Location
- Av. Dra. María Luisa Saldún de Rodríguez 2375 Montevideo Uruguay
- Coordinates: 34°52′26″S 56°04′39″W﻿ / ﻿34.8739368°S 56.0775876°W

Information
- Type: American private international school
- Founded: 1958
- Enrollment: 350
- International students: 75%
- Average class size: 14
- Colors: Red Light Blue White Yellow Dark Blue
- Mascot: Toros
- Website: uas.edu.uy

= Uruguayan American School =

Private American international school in Uruguay

Uruguayan American School (UAS) is an American private international school in Carrasco, Montevideo. It serves nursery through grade 12. As of 2024 it has approximately 350 students, including students from Uruguay and 32 other nationalities. Students at the Uruguayan American School have the opportunity to earn the US high school diploma, the IB Diploma, and, in many cases, the Uruguayan Diploma. The school's educational program is designed to prepare students for academic and professional pursuits in various global contexts.

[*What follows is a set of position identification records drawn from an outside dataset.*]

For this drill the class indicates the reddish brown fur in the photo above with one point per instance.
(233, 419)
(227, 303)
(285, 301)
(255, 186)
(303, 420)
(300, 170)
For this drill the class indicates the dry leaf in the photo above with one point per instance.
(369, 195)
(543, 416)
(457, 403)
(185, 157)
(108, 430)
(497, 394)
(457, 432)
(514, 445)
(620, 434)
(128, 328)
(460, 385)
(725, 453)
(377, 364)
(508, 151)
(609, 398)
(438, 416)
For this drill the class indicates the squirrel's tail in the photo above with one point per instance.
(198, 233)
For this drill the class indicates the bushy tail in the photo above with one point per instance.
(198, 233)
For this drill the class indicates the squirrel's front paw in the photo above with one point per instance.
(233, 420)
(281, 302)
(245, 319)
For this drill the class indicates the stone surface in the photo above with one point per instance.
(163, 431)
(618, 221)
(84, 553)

The Uruguayan American School conducts all classes in English, with the exception of the optional Uruguayan Program class and Spanish language classes. The school employs teachers from the United States and various other countries, many of whom are native English speakers. Other faculty members are bilingual in English and Spanish, contributing to an environment where students are engaged in English language use.

Students at the Uruguayan American School come from over 32 countries, including a distribution of 25% from Uruguay, 25% from the United States, and 50% from various countries worldwide.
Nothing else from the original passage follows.